Joseph Goebbels' Journey from Dreamy Socialist to Ardent Nazi Chronicled in Archive
The infamous mouthpiece of German Nazism, Adolf Hitler's propaganda chief Joseph Goebbels, was once a shy, romantic college student with "Marxist leanings" according to an American auction company which is about to sell an archive of his early letters.
Bill Panagopolous, head of Alexander Historical Auctions in Stamford, Connecticut, said the collection shows Goebbels became a "radical Nazi and rabid anti-Semite" in just a few years.
The cache embraces every aspect of Goebbels' young life, from eerie, controlling love letters to letters from family and friends, dreamy poems to socialist dramas exploring the exploitation of a man in a capitalist society.
"It sums up the formative years of the No2 man in the Third Reich," Panagopolous told The Independent.
"It shows how this rather simple, shy and love-struck college student became radicalised".
In what Panagopolous calls "the most important cache of World War II autographs to ever become available for sale", Goebbels showed early signs of egotism, signing some of his writings with numerous personal signatures.
In a break-up letter with Anka Stalhern, a law student who ended her relationship with Goebbels in 1920, the jilted lover wrote: "If I had you here with me I would grab you and force you to love me, if only for a moment - then I would kill you."
The collection, which is expected to fetch more than $200,000, also includes narrative essays, novellas, drafts of Goebbels' semi-biographical novel, plays, and diary pages.
Although he would eventually call for "total war" against the enemies of Germany, noticeably Communism and the Jews, Goebbels' early writing was far softer, and often speculated on Goethe, literature and philosophy.
"My roof is the sky, My home is the world.
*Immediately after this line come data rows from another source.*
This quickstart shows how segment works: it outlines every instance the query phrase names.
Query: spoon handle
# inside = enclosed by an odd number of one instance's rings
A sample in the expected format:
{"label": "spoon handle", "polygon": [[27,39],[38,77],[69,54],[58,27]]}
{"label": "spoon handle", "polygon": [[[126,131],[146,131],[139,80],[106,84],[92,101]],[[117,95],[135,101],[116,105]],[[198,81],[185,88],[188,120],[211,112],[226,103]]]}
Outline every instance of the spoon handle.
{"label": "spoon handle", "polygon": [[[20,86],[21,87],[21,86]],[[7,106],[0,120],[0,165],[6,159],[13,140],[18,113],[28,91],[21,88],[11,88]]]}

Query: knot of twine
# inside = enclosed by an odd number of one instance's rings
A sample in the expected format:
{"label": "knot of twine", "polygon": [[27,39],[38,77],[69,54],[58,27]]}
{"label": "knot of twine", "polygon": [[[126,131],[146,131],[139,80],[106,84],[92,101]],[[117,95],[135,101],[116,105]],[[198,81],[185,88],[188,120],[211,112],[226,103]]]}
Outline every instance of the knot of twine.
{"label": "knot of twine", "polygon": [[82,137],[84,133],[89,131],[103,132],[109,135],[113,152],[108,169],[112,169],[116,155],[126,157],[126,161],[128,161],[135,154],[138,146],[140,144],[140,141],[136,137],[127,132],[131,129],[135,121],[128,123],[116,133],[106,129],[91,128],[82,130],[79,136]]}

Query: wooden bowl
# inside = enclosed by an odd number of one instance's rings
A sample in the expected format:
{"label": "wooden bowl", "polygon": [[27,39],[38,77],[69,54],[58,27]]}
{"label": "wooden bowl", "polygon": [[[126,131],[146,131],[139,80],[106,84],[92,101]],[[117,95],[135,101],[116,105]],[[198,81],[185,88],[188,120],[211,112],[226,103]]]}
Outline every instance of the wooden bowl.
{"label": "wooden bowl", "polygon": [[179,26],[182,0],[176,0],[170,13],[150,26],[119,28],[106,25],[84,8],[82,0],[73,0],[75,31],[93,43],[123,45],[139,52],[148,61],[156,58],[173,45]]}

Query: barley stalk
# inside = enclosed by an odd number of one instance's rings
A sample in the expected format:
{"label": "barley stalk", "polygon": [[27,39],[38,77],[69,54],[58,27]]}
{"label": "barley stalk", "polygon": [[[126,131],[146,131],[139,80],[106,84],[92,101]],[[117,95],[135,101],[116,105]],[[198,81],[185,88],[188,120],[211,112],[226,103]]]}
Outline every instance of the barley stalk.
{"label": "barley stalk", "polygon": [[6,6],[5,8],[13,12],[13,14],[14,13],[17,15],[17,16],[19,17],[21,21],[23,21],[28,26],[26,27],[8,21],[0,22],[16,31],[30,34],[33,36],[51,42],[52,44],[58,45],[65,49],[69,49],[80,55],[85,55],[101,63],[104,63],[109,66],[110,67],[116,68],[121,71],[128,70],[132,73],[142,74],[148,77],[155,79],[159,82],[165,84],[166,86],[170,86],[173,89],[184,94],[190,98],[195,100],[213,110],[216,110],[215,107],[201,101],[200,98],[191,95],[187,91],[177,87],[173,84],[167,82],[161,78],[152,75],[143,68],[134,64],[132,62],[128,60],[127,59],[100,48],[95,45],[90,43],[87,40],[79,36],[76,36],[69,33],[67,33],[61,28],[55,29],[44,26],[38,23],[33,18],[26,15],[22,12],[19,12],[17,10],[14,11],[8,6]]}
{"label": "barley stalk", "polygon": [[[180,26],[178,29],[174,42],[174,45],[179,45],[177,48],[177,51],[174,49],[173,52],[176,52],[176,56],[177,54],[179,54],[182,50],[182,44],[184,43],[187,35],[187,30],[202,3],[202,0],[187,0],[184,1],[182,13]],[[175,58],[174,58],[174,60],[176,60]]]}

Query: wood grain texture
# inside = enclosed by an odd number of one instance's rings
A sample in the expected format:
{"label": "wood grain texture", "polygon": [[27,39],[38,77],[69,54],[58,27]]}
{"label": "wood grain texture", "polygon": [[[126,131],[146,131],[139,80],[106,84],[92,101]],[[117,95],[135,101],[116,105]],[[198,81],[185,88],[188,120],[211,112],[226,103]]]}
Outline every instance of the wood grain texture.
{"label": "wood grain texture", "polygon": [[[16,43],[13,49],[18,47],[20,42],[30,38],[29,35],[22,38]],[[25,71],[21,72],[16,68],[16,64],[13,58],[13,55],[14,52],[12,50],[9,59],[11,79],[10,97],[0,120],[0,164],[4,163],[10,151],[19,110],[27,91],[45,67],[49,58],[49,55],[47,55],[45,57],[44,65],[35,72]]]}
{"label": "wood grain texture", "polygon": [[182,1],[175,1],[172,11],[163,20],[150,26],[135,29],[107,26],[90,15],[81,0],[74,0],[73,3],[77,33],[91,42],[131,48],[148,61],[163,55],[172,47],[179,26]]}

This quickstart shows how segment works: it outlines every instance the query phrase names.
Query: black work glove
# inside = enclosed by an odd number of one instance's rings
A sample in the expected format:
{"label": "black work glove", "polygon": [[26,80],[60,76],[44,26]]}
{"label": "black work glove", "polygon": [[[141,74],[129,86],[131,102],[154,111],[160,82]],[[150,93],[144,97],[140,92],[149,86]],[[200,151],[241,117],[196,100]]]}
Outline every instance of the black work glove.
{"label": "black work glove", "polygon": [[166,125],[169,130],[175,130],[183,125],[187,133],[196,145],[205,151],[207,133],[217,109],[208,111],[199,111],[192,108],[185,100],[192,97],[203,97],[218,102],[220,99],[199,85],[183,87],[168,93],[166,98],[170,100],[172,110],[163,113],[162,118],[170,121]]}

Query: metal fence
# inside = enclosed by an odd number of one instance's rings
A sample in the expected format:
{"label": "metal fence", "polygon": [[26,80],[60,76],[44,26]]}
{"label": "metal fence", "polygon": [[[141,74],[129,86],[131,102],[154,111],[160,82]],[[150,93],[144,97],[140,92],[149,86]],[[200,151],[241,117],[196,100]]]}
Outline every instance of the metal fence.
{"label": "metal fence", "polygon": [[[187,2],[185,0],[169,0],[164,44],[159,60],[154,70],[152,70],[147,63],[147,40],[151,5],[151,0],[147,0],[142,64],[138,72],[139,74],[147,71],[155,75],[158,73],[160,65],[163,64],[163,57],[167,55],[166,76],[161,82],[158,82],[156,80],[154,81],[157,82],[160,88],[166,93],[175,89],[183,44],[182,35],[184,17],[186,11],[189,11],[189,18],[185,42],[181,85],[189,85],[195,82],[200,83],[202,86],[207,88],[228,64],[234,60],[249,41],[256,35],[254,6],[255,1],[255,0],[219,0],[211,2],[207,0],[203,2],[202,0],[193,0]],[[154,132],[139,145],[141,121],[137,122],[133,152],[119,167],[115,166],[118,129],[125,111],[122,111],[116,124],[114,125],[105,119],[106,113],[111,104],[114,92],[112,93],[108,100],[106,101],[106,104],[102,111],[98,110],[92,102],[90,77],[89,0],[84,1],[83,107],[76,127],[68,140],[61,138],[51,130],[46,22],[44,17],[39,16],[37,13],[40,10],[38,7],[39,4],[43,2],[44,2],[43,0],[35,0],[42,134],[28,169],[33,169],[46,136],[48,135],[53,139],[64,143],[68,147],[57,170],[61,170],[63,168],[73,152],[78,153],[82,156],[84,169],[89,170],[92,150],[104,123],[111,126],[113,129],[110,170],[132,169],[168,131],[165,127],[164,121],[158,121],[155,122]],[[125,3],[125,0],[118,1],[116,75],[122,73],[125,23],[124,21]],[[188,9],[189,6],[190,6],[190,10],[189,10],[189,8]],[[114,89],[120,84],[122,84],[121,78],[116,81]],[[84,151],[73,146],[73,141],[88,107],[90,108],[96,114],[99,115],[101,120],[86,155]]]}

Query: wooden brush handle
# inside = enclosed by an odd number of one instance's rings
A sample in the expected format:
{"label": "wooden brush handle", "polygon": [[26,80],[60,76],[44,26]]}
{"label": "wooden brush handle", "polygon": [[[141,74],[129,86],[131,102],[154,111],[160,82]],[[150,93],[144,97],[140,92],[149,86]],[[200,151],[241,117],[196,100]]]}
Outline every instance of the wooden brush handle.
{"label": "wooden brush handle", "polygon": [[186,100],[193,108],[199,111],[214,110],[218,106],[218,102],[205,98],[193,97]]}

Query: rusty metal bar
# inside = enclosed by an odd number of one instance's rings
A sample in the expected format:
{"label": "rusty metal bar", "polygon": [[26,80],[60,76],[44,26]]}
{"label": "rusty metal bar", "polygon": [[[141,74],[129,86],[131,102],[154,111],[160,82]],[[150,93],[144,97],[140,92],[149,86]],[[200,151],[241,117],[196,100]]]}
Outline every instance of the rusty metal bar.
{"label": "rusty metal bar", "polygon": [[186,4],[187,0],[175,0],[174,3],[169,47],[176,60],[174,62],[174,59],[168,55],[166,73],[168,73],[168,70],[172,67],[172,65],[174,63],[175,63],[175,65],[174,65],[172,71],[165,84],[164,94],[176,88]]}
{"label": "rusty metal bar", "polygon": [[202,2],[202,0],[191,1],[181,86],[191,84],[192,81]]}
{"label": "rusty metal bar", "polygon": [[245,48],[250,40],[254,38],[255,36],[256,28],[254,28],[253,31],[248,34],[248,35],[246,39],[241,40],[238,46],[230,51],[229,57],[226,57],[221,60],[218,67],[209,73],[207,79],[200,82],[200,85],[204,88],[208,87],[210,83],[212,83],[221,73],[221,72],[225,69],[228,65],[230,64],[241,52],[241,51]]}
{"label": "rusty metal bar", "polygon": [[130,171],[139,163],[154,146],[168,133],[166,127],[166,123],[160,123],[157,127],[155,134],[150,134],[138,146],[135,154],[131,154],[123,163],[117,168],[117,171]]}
And I sleep, then the forest is my tent..." he wrote.
A 26-letter correspondence with Richard Flisges, Goebbels' closest college friend, also reveals the latter's early left-wing leanings. Flisges, a veteran of World War I turned "ardent pacifist and anarchist", called on his fiend to read and explore socialism and Karl Marx. Goebbels' play Michael Voorman was lately dedicated to him.
But Goebbels early evidences of fanatic behaviour emerged in a reply to a teacher who offered condolences after the death of Goebbels' sister. The would-be Nazi leader said his loss was minor compared to the losses suffered by "Our Fatherland".
Goebbels and his wife Magda committed suicide after killing their six children with cyanide tablets at Hitler's Berlin bunker on 1 May 1945.
Ownership of the papers was placed in the hands of a third party, Goebbels' "literary executor", after they emerged years later.
Along with Goebbels' archive, the Alexander Historical Auctions is offering the archive of another enigmatic Nazi figure, Otto Skorzeny.
Skorzeny, Hitler's chief and favourite commando, became notorious after his daring mountain-top rescue of Italian dictator Benito Mussolini.